|Li, X -|
|Galliher-Beckley, A -|
|Nietfeld, J -|
|Shi, J -|
Submitted to: World Journal of Vaccines
Publication Type: Peer Reviewed Journal
Publication Acceptance Date: December 28, 2012
Publication Date: February 1, 2013
Repository URL: http://handle.nal.usda.gov/10113/57060
Citation: Li, X., Galliher-Beckley, A., Nietfeld, J.C., Faaberg, K.S., Shi, J. 2013. MontanideTM Gel01 ST adjuvant enhances PRRS modified live vaccine efficacy by regulating porcine humoral and cellular immune responses. World Journal of Vaccines. 3(1):1-9. Interpretive Summary: Porcine reproductive and respiratory syndrome (PRRS) is the number one disease problem in pigs that is faced by U.S. pork producers, resulting in significant economic losses. Modified live vaccines against viruses are widely used to control many infectious diseases in a wide variety of hosts. Currently, commercially available modified live PRRS virus (PRRSV) vaccines afford the greatest degree of cross protection (compared with inactivated vaccines) against divergent strains of the PRRS virus. In this study an additive (known as an adjuvant) that is used to enhance the immune response to killed vaccines was tested in a modified live PRRSV vaccine. Addition of the adjuvant was found to enhance protection against the same virus strain in the vaccine but failed to enhance cross protection against a divergent strain of PRRSV. This information is of value to vaccine manufacturers attempting to improve cross-protective immunity afforded by vaccines against this evolving virus.

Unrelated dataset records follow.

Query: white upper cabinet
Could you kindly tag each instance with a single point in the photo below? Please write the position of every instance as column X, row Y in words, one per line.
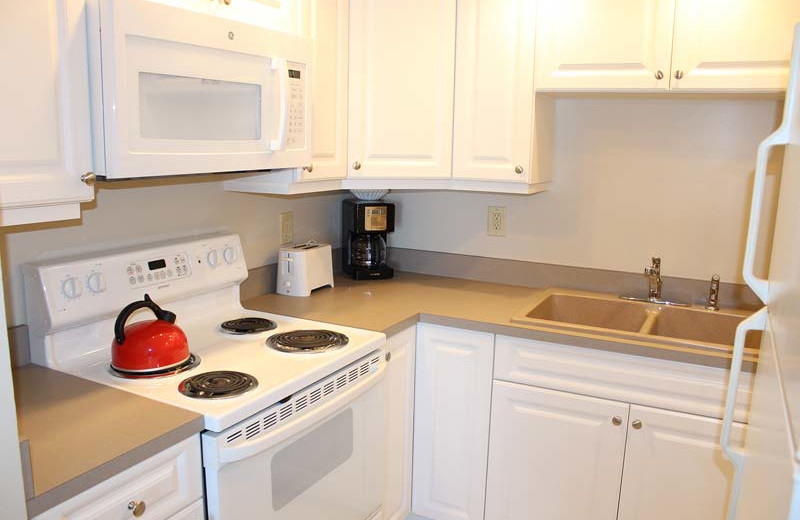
column 402, row 59
column 328, row 30
column 604, row 45
column 723, row 45
column 554, row 455
column 493, row 130
column 45, row 144
column 674, row 467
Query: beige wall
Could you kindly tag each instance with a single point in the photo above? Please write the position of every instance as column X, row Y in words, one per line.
column 137, row 211
column 634, row 177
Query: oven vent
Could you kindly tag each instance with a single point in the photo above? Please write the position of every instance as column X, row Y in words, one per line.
column 304, row 400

Technical Abstract: Porcine reproductive and respiratory syndrome (PRRS) is a devastating disease caused by the PRRS virus. The MontanideTM class of flexible polymeric adjuvants has recently been shown to enhance protective immunity against PRRSV infection in piglets when used in combination with PRRS modified live vaccines (MLV). In this study, we explored the efficacy and immunological mechanisms of protection of MontanideTM Gel 01 ST (Gel01) adjuvanted modified live PRRS vaccine in pigs challenged with two genetically distinct strains of PRRSV. Gel01-MLV reduced lymph node pathology scores in pigs challenged with VR2332 (parental strain of MLV vaccine) but not that in pigs challenged with MN184A (heterologous strain), when compared to that in pigs vaccinated with un-adjuvanted MLV. Pigs vaccinated with Gel01-MLV had higher levels of PRRS-specific antibodies, as measured by IDEXX ELISA and virus neutralizing antibodies, after vaccination and VR2332 challenge. In addition, pigs vaccinated with Gel01-MLV had decreased levels of IFN-gamma, IL-10, and T-regulatory lymphocytes in the blood as compared to that in pigs vaccinated with MLV alone. Interestingly, we found that addition of Gel01 did not change the profile of other T lymphocyte populations after PRRSV challenge. These results demonstrate that the MLV adjuvanted with Gel01 provides enhanced protection against homologous PRRSV infection, possibly by regulating the production of PRRSV-specific antibodies and cytokines involved in the development of T-regulatory cells. Thus, Gel 01 ST is a promising adjuvant that can be formulated with PRRSV MLV vaccines to reduce disease severity and tissue damage caused by PRRSV infection in pigs.